Actually, just to give a quick recap on last Christmas, i will tell a quick story. I just reminded myself about a funny experience! Last December, one of the missionaries couldn´t contain his excitement while opening his Christmas package, in which he found tons of Christmas lights. Super excited and with the biggest smile ever, he ran to the wall and plugged them in immediately, without thinking and completely forgetting about the Argentine voltage system. All of his beautiful lights exploded one by one, until everything was totally ruined and kinda smokey. His facial expression and excitement pulled a complete 180 in about two seconds HAHAHAHA. So yep, his Christmas lights didn´t really turn out quite like his mom would have liked last Christmas, but at least he made me laugh haha!
And that´s about all I have today. I will try to write a bit more later today, but i´m just worn out. It has been a long, routine week, without any really unique experiences. We did the normal stuff, worked hard, and had some great lessons. Many of our investigators have done some solid reading, and we have had some support from member too. I´ll probably give an update on some of them next week. That reminds me . . . next week is transfer week--"the week of chaos". I will probably have little free time, but it´s all good. Everything has its purpose, right? I have been here as the mission´s historian and data analyst for almost 7 months now. I know, pretty nuts, huh? I will probably serve in another area and get transferred from here next week, but whatever the President feels will work fine for me. I will willingly (and excitedly) go back out into the field, whereas staying here in the offices one more transfer for six weeks would really be an adventure too. Whatever the Lord wants for me. :). Rumor has it that i´m staying for one more, due to many other changes throughout the mission and since the President feels content with my work. At the same time, I have stayed here longer than most.... We will just have to see with time. I will know next Monday for sure!
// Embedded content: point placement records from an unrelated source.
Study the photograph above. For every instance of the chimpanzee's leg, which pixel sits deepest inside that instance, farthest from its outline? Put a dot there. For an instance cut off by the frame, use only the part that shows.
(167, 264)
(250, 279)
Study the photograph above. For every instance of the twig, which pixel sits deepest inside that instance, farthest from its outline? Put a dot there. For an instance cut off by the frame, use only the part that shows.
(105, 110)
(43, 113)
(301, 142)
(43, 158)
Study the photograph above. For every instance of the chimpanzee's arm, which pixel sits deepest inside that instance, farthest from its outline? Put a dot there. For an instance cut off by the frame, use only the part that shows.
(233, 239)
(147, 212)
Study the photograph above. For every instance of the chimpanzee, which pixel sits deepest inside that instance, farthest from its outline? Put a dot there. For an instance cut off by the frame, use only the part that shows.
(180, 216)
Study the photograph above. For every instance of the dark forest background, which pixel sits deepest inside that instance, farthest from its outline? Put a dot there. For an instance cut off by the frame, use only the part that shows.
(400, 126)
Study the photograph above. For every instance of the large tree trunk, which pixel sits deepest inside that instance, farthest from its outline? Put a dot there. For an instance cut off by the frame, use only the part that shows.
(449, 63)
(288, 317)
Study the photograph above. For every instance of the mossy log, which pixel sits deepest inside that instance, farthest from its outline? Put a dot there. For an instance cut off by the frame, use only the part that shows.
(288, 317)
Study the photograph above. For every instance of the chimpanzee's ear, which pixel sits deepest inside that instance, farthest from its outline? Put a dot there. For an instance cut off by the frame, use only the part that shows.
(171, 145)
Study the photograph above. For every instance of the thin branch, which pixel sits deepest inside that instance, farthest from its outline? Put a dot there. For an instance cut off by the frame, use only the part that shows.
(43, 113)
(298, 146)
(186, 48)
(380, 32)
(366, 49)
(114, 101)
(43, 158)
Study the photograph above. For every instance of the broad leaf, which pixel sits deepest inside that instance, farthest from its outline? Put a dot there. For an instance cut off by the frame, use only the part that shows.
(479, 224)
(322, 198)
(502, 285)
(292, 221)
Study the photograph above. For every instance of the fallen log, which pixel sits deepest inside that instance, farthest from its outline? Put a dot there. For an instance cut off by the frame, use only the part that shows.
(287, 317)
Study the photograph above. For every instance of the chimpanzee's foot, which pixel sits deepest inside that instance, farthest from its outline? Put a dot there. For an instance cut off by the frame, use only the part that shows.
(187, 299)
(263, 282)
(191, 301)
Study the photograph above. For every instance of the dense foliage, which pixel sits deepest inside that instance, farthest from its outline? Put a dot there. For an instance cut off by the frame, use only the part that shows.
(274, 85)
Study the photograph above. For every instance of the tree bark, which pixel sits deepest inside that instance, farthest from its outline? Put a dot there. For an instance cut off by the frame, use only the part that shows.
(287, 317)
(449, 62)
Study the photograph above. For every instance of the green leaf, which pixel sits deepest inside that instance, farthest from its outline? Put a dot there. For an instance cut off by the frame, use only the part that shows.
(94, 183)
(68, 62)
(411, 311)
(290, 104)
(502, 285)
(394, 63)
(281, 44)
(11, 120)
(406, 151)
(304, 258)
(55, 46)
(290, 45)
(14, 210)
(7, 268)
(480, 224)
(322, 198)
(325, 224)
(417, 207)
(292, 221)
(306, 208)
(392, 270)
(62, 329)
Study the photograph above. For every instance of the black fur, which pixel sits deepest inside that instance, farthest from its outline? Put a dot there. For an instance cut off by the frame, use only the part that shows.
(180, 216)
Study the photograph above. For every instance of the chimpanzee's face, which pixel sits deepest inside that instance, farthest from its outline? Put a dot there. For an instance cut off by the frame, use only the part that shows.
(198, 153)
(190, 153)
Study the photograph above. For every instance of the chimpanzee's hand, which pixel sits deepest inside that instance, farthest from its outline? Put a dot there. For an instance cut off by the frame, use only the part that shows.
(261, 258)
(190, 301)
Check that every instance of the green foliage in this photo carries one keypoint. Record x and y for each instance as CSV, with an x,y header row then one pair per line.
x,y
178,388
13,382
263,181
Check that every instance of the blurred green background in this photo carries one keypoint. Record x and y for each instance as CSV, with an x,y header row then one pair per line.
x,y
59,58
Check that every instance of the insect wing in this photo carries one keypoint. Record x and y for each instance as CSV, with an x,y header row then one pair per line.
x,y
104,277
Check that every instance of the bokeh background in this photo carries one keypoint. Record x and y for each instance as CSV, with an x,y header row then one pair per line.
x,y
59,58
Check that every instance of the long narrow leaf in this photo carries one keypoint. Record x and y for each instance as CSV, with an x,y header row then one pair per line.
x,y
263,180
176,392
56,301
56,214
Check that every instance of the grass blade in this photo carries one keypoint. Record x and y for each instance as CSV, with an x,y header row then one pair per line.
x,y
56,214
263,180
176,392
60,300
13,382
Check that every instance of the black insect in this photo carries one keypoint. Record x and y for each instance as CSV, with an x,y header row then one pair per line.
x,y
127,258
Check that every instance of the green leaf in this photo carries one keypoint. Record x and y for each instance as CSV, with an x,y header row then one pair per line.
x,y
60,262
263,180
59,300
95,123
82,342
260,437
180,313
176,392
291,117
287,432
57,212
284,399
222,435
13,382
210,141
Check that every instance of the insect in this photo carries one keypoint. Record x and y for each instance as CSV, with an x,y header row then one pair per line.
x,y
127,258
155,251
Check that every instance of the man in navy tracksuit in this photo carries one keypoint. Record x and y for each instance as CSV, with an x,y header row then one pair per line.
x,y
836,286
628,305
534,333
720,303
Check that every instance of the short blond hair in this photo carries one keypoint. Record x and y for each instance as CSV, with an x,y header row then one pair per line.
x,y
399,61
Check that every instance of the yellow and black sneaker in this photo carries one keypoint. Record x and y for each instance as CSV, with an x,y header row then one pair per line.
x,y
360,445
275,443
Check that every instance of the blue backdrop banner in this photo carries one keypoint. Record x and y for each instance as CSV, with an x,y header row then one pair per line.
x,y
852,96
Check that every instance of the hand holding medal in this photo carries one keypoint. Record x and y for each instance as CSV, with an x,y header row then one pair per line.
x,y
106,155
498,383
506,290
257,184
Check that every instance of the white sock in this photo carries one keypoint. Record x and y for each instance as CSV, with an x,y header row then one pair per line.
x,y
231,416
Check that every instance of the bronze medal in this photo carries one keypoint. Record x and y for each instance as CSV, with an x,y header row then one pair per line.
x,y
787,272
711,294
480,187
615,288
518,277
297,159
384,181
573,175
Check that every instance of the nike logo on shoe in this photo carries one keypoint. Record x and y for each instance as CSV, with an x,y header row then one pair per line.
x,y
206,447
Thanks for all of your support. I have had some of the busiest days of my life, starting at 630am and ended right at 1030, with very little break time. Like always, I really appreciate your letters. Malia and Kimbz, thank you so much for your mail!!!!!! I enjoyed reading your letters, and they made me laugh, like A LOT. Rojo was thrilled! haha. I will try to write back today if there´s time! Thanks again for your support. Also, i appreciate the prayers of everyone. Actually, i´m grateful for any type of support directed to missionary work. I want everyone to know of my gratitude, whoever it might be that´s reading this page right now. You help me keep going. I would like to leave you guys with a quote from my personal study this week. It is in Spanish, so you will have to put it in a translator. Those of you who speak Spanish should like it a lot. :) I just don´t want to translate it because it would lose some meaning, knowing that any translation isn´t 100 percent accurate. Alright, here it is:
"Podemos cambiar nuestro estilo de vida si lo deseamos de verdad. Si ponemos nuestra fe en el Padre Celestial, Él nos sostendrá en nuestro esfuerzo."
May we all strive to mold our lifestyles in a way that binds us closer to our loved ones and to our Heavenly Father is my hope and prayer, and I leave it with you as a missionary here in Rosario, Argentina. I know we are all one big family, and I really appreciate all you do for me.